Au Luxembourg, le développement de la place financière, plus globalement du secteur des services depuis les années 1980, a accru les besoins en main-d’oeuvre et en qualifications que la population résidente (nationale et immigrée) ne pouvait combler. Aussi, le nombre de travailleurs frontaliers occupés aujourd’hui dans le pays est-il seize fois plus important qu’au milieu des années 1970 !
Des fonctions territoriales, économiques et sociales du travail frontalier
Compte tenu de leur importance, ces flux transfrontaliers contribuent à dynamiser les territoires de la Grande Région. Le travail frontalier remplit aujourd’hui de nombreuses fonctions territoriales, économiques et sociales qui en font une importante ressource pour les territoires d’emploi comme de résidence. Il permet la régulation des marchés transfrontaliers du travail en facilitant l’ajustement entre disponibilités de main-d’oeuvre et de qualifications présentes d’un côté des frontières, et besoins de production qui s’expriment de l’autre côté des frontières (Belkacem et Pigeron-Piroth, 2016). Ce faisant, le travail frontalier contribue au développement économique et social des territoires frontaliers, aussi bien d’emploi que de résidence de ces travailleurs.
Pour les territoires d’emploi, il a permis l’essor ou le maintien d’activités économiques. Par exemple, au Luxembourg, certaines activités économiques ont pu se développer grâce à l’apport de cette main-d’oeuvre frontalière. L’industrie manufacturière, le commerce, le secteur de l’intérim, la construction… sont autant de secteurs au Luxembourg dans lesquels les frontaliers constituent plus de la moitié de la main-d’oeuvre salariée (voir graphique 2).

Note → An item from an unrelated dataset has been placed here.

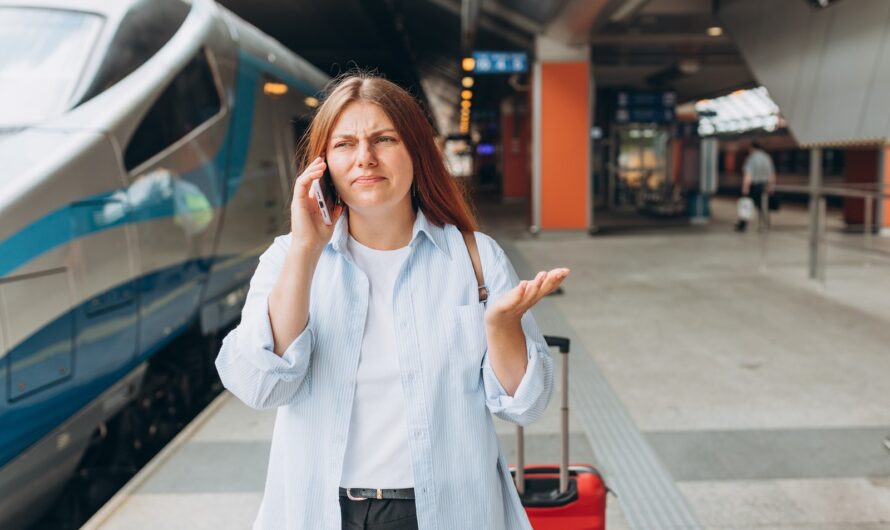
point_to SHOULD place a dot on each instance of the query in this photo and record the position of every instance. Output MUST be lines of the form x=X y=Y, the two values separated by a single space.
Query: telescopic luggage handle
x=563 y=344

Pour les territoires de résidence, le travail frontalier a rempli des fonctions d’insertion ou de réinsertion dans l’emploi. En Lorraine, il a permis tout d’abord de stabiliser des segments de la population locale frappée par les crises successives de l’emploi suite aux fermetures des usines à partir de la fin des années 1970, en offrant ainsi une alternative pour les personnes ayant perdu leur emploi ou recherchant une occupation professionnelle. Ce faisant, il a contribué à stabiliser une partie de la population locale. Aujourd’hui, le travail frontalier apporte des possibilités d’insertion aux plus jeunes à l’issue de leur formation scolaire et universitaire, évitant aussi des départs vers d’autres régions. Les retombées sont positives sur l’économie locale du fait du pouvoir d’achat plus élevé des travailleurs frontaliers (compte tenu des salaires plus élevés perçus au Luxembourg). Par ailleurs, de nouvelles activités économiques orientées vers les services et les loisirs (économie présentielle) se développent à proximité des frontières, entraînant un renouveau en rupture avec le passé industriel de certaines communes.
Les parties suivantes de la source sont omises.